Een les over economie waarin de begrippen kapitalisme, socialisme en communisme aan de orde komen, mondt uit in een heftige discussie. Nederlandse studenten accepteren deze begrippen met een schouderophalen. De Afghaanse studenten vinden het kapitalisme maar niets: ‘Kapitalisme is vies!’ zo zegt een student. ‘De rijken worden rijker, de armen worden armer. Afghanistan volgt onder de invloed van Amerika het kapitalisme. Je kunt de gevolgen overal om ons heen zien!’  De straten zijn vol met bedelaars, kinderen, weduwen, drugsverslaafden en dagloners die geen werk hebben kunnen vinden, terwijl in Kabul marmeren paleizen met gouden kranen uit de grond gestampt worden.

‘Dat is toch niet de schuld van het kapitalisme,’ zeg ik, ‘dat is corruptie. Hoge politici en hun familieleden krijgen lucratieve contracten toegeschoven van de regering. Ze knijpt een oogje toe bij wapen- en opiumhandel.’

‘Al die Amerikanen die hier hun miljoenen komen besteden, zogenaamd om ons te helpen, zijn ook corrupt. Ze steken het geld in eigen zak. Dat is kapitalisme.’

‘Bij mij op de hoek van de straat woont een man in een oude legertank. Hij is invalide, en heeft geen werk. Hoe moet hij meeprofiteren van het kapitalisme?’

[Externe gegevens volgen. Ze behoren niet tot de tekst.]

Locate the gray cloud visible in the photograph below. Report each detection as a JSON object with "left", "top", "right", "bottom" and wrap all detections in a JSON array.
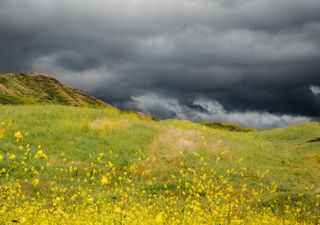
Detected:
[{"left": 0, "top": 0, "right": 320, "bottom": 126}]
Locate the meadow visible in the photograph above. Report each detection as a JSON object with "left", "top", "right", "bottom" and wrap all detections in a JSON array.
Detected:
[{"left": 0, "top": 105, "right": 320, "bottom": 224}]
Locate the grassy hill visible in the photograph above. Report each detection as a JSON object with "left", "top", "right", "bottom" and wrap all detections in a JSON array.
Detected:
[
  {"left": 0, "top": 75, "right": 320, "bottom": 224},
  {"left": 0, "top": 73, "right": 106, "bottom": 106}
]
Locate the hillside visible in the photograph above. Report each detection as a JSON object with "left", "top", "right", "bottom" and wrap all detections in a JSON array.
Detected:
[
  {"left": 0, "top": 73, "right": 107, "bottom": 106},
  {"left": 0, "top": 74, "right": 320, "bottom": 225},
  {"left": 0, "top": 105, "right": 320, "bottom": 224}
]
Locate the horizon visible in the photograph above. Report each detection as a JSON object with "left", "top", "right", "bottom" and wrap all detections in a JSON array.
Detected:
[{"left": 0, "top": 0, "right": 320, "bottom": 128}]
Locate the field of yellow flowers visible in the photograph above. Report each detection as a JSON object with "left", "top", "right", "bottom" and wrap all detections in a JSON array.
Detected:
[{"left": 0, "top": 106, "right": 320, "bottom": 224}]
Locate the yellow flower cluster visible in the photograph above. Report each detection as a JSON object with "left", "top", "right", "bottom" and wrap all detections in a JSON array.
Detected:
[{"left": 0, "top": 131, "right": 320, "bottom": 225}]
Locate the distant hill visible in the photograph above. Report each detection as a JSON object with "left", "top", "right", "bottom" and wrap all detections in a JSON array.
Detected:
[
  {"left": 200, "top": 122, "right": 255, "bottom": 132},
  {"left": 0, "top": 73, "right": 108, "bottom": 106}
]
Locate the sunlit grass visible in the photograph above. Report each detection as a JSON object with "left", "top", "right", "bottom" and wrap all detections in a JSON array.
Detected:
[{"left": 0, "top": 106, "right": 320, "bottom": 224}]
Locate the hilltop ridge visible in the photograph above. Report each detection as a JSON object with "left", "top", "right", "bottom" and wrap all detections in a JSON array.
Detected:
[{"left": 0, "top": 73, "right": 109, "bottom": 106}]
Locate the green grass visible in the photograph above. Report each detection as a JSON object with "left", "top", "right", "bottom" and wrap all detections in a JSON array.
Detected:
[
  {"left": 0, "top": 73, "right": 111, "bottom": 107},
  {"left": 0, "top": 105, "right": 320, "bottom": 223}
]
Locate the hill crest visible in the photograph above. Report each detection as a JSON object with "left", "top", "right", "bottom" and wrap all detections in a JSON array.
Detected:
[{"left": 0, "top": 73, "right": 109, "bottom": 106}]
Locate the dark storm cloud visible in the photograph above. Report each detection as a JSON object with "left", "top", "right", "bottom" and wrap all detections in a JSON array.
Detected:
[{"left": 0, "top": 0, "right": 320, "bottom": 127}]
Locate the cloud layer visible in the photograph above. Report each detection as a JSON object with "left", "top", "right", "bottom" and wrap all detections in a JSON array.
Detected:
[{"left": 0, "top": 0, "right": 320, "bottom": 126}]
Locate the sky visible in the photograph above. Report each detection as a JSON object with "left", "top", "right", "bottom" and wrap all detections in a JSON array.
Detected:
[{"left": 0, "top": 0, "right": 320, "bottom": 128}]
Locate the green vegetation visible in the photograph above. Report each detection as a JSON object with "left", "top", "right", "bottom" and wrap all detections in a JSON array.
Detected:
[
  {"left": 0, "top": 74, "right": 320, "bottom": 224},
  {"left": 0, "top": 73, "right": 107, "bottom": 106},
  {"left": 0, "top": 105, "right": 320, "bottom": 224}
]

‘Mijn neef heeft een restaurant met 5 koks. Die verdienen 300 US$ per maand, en hij verdient duizenden! Dat is toch niet eerlijk.’

‘Stel, dat jij heel hard werkt voor een test, en een collega bereidt zich nauwelijks voor. Ik geef jullie een gemiddeld cijfer voor de test. Vind je dat dan eerlijk?’ werp ik tegen.

De Afghaanse regering moet voor de armen zorgen, zijn de studenten van mening. Banen scheppen. Scholen bouwen. Gezondheidszorg vrijstellen voor de allerarmsten. Zorgen voor een eerlijke verdeling van de welvaart. Ze zijn te jong om het communisme in Afghanistan te hebben meegemaakt, maar de doctrine van hun ouders generatie is blijven hangen. Tijdens het regime van de Taliban had niemand iets. De vrijheid heeft een rijke elite doen ontstaan onder de huidige machthebbers, terwijl gewone Afghanen hun leven niet verbeterd hebben gezien. Deze studenten zijn de kinderen van deze elite – welke de beursstudenten zijn weet ik niet – en gelukkig begaan met het lot van de minder bedeelden.

In de lesstof is een landenindex opgenomen op basis van economische vrijheid. De Verenigde Staten, Australië en Singapore gaan aan kop, terwijl communistische landen, als China, Korea en Cuba, ergens onderaan bungelen. Economische indicatoren geven aan, dat welvaart bijna evenredig afneemt met de economische vrijheid. Of de overheid de redding van Afghanistan moet betekenen, valt te betwijfelen. Als deze jongens en meisjes het straks voor het zeggen hebben, dan mogen zij het bepalen.